Zwar hat der Bundesgerichtshof beispielsweise mit Beschluss vom 15.01.2008 (VIII ZR 351/06) ausgeführt, dass Empfänger der im Leistungsangebot des Versorgungsunternehmens liegenden Realofferte zum Abschluss eines Versorgungsvertrages, gleich ob das Angebot Elektrizität, Gas, Wasser oder Fernwärme betreffe, typischerweise der Grundstückseigentümer bzw. derjenige, der die Verfügungsgewalt über den Versorgungsanschluss am Übergabepunkt ausübe, sei. Diese Richtung komme einem Leistungsangebot des Versorgungsunternehmens nur dann nicht zu, wenn der Abnehmer der Versorgungsleistung bereits anderweitig feststeht. Aber mit Urteil vom 10.12.2008 (VIII ZR 293/07) hat der Bundesgerichtshof ausdrücklich angeführt, dass auch der konkludente Abschluss eines Versorgungsvertrages mit einem Mieter der Annahme eines (ebenfalls konkludenten) Vertragsschlusses mit dem Grundstückseigentümer entgegenstehe.

Ebenso verhält es sich hier. Das in der Bereitstellung liegende Vertragsangebot der Klägerin hat durch Entnahme der Streithelfer, nicht hingegen der Beklagte angenommen.

Nur wenn der Beklagte zuvor – sei es auch nur kurzfristig – Strom entnommen hätte, könnte mit ihm (ebenfalls konkludent) ein Stromlieferungsvertrag zustande gekommen sein, der der Annahme eines zeitlich dann nachfolgenden konkludenten Vertragsschlusses mit dem Streithelfer entgegenstünde. Dafür ist aber weder etwas vorgetragen noch ersichtlich. Vielmehr hat der Beklagte nachvollziehbar dargelegt, dass unmittelbar nach dem Erwerb in der Zwangsversteigerung der Streithelfer – sein Sohn – die Gaststätte übernommen hätte; substantiiert entgegen getreten ist die Klägerin dem schon in erster Instanz nicht. Bestand mithin zwischen dem Streithelfer und der Klägerin ein schlüssig zustande gekommener Stromlieferungsvertrag, scheiden Ansprüche gegen den Beklagten aus.

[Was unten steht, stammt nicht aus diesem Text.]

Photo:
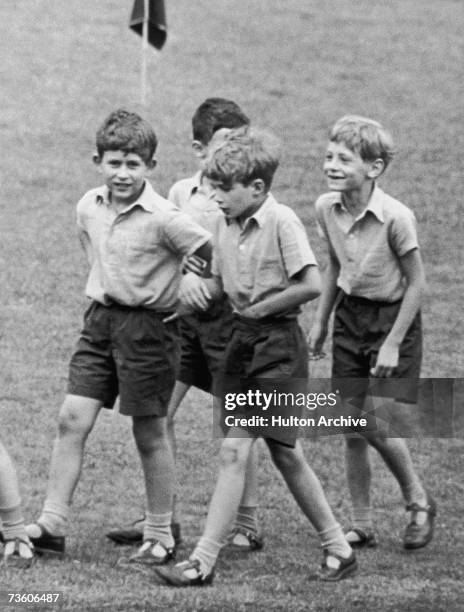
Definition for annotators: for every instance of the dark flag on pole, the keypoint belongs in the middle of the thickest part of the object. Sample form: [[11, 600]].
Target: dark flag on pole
[[157, 31]]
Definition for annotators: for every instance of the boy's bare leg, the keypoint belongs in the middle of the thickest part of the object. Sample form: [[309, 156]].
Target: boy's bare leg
[[178, 394], [224, 503], [245, 531], [75, 422], [358, 475], [395, 453], [309, 494], [150, 433]]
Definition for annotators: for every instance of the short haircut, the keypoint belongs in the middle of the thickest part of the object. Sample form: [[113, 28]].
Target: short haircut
[[364, 136], [214, 114], [128, 132], [245, 155]]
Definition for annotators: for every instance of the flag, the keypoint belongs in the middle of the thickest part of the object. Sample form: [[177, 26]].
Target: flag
[[157, 30]]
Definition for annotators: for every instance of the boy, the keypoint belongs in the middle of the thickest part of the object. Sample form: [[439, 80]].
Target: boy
[[18, 551], [134, 240], [375, 280], [204, 335], [263, 262]]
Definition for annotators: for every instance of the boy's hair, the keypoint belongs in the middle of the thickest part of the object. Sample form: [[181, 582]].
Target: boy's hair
[[214, 114], [245, 155], [128, 132], [364, 136]]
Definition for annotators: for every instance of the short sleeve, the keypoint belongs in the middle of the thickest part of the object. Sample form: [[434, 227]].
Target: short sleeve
[[183, 235], [294, 245], [403, 234]]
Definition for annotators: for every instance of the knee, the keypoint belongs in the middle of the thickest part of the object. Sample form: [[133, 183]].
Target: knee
[[73, 422], [284, 457], [232, 456], [150, 434]]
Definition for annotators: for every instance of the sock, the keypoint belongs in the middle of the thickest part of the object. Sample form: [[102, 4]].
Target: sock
[[334, 542], [54, 519], [158, 527], [415, 492], [246, 519], [361, 517], [206, 551], [13, 523]]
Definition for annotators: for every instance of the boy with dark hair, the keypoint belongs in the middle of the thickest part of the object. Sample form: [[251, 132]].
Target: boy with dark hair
[[263, 262], [375, 280], [204, 334], [135, 241]]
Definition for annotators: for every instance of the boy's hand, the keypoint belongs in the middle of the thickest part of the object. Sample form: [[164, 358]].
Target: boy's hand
[[316, 339], [387, 361], [194, 264], [193, 292]]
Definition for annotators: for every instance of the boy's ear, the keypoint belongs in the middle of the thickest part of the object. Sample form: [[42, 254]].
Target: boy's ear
[[377, 167], [259, 188], [199, 149]]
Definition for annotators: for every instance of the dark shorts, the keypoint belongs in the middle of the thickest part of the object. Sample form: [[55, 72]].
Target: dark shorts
[[360, 328], [265, 356], [203, 339], [128, 352]]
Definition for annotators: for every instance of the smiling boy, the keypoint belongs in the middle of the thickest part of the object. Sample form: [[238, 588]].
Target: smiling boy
[[374, 281], [135, 241]]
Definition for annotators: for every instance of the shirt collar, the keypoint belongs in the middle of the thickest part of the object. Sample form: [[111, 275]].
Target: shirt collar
[[145, 200], [374, 205], [263, 211]]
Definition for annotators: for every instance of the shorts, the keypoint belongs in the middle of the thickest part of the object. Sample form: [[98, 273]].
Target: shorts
[[360, 328], [128, 352], [203, 339], [265, 356]]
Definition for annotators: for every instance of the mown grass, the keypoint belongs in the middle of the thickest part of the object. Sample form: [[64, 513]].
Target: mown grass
[[294, 67]]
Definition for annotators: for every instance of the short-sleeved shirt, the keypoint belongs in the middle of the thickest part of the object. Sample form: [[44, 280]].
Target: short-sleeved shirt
[[368, 248], [136, 252], [257, 260], [195, 199]]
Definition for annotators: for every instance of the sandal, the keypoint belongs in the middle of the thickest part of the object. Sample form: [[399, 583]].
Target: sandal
[[418, 536], [358, 538]]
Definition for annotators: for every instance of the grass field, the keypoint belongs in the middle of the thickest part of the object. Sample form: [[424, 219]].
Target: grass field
[[295, 67]]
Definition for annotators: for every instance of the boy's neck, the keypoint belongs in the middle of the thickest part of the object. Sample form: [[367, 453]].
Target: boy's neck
[[357, 201], [121, 205], [251, 211]]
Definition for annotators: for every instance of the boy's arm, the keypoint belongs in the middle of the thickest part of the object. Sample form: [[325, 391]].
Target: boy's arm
[[387, 359], [319, 329], [85, 243], [305, 286], [193, 291]]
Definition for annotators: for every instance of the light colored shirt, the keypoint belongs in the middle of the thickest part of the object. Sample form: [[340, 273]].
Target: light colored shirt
[[258, 259], [135, 254], [368, 248], [196, 199]]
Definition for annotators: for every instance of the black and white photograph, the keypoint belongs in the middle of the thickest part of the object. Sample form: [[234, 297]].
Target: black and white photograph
[[232, 269]]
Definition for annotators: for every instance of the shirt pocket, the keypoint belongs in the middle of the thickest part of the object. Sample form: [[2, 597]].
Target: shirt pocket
[[269, 273]]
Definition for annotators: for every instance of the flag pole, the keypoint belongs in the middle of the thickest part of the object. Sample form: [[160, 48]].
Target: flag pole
[[143, 77]]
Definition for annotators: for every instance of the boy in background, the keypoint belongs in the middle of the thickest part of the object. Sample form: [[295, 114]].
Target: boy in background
[[135, 241], [204, 334], [263, 262], [374, 280]]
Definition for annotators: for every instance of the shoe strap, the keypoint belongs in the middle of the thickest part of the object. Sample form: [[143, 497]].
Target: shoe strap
[[415, 507]]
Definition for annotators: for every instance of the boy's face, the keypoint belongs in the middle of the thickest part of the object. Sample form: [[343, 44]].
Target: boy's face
[[345, 170], [202, 151], [124, 175], [239, 201]]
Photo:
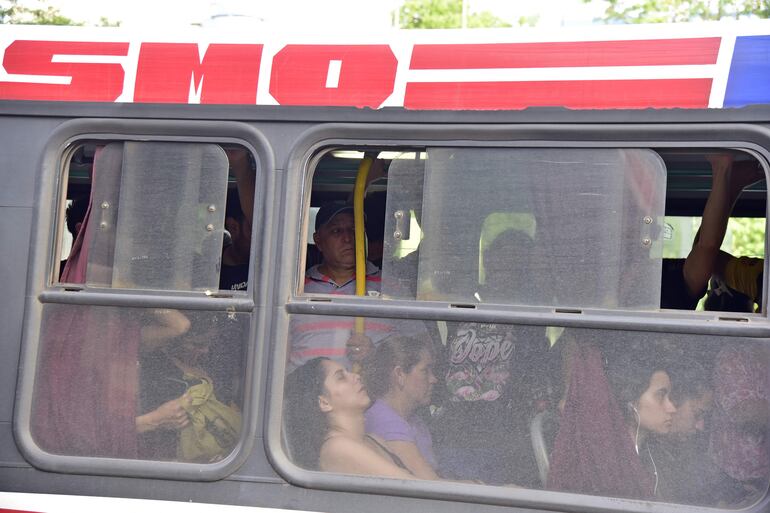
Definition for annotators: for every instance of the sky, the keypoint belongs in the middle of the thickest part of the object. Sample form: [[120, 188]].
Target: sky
[[304, 15]]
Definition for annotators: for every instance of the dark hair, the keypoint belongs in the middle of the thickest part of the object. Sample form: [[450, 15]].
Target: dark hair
[[75, 213], [629, 372], [689, 380], [305, 424], [394, 351]]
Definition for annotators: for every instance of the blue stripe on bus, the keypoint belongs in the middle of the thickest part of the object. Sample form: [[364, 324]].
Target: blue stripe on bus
[[749, 78]]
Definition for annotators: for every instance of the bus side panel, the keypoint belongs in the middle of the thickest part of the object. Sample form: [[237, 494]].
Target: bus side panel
[[15, 227]]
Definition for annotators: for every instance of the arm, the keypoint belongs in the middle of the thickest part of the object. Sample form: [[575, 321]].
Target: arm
[[342, 454], [169, 415], [412, 458], [168, 324], [728, 180], [244, 178], [700, 262]]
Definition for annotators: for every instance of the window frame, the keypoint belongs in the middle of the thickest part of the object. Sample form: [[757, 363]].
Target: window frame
[[43, 289]]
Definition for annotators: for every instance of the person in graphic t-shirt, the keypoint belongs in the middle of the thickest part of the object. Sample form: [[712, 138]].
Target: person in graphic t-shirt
[[494, 378]]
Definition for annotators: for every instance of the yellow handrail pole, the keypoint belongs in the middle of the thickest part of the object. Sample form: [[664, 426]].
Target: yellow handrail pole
[[358, 218]]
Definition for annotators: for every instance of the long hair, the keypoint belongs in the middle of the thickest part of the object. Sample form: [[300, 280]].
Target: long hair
[[305, 425], [394, 351]]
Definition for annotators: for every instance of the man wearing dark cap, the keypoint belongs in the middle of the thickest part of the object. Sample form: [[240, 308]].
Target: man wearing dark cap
[[335, 239]]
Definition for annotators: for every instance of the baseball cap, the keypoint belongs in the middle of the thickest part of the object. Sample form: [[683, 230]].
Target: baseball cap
[[328, 210]]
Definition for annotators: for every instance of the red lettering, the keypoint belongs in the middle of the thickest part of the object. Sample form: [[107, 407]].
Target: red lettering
[[367, 75], [98, 82], [228, 73]]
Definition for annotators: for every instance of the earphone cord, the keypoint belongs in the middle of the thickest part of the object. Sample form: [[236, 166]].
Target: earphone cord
[[638, 425]]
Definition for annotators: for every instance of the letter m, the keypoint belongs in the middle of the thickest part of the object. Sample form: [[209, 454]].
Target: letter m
[[168, 72]]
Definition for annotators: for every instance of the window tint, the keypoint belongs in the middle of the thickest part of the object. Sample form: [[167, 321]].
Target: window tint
[[147, 383], [155, 383], [638, 415]]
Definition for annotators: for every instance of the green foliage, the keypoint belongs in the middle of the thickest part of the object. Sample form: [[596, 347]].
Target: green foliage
[[104, 21], [428, 14], [666, 11], [12, 12]]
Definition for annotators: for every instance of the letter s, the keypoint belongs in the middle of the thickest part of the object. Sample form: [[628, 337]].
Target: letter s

Nur ergänzend weist der Senat darauf hin, dass schlechterdings nicht nachvollziehbar ist, dass die Klägerin nicht frühzeitig verhindert hat, dass derartige Rückstände auflaufen. Nach ihrem eigenen Vortrag wurden Ablesungen vorgenommen, also müssen hier auch Informationen über den tatsächlich den Strom Entnehmenden vorgelegen haben. Zudem sind vom Senat verschiedene Verfahren entschieden worden, in denen die Klägerin nicht davor zurückschreckte, selbst Familien mit Kindern bei ganz geringfügigen Zahlungsrückständen mit Sperrung des Stromanschlusses zu drohen, sie hatte in diesen Fällen auch keine Schwierigkeiten, ihre Beauftragten vor Ort zum Zwecke der Stromsperre tätig werden zu lassen. Umso unverständlicher ist es, dass sie es hier über Jahre hingenommen hat, dass keinerlei Zahlungen erfolgt sind, vielmehr ein Rückstand von mehr als 30.000,00 € auflaufen konnte. Dies allein damit erklären zu wollen, die Klägerin als Grundversorger habe keinen direkten Kundenzugriff, liegt ersichtlich neben der Sache.

Die Nebenentscheidungen folgen aus den §§ 97 Abs. 1, 101 Abs. 1, 708 Nr. 10 und 711 ZPO.

Da es sich um die Entscheidung eines Einzelfalles handelt, der geprägt ist durch besondere Begebenheiten, liegt ein Grund zur Zulassung der Revision nicht vor.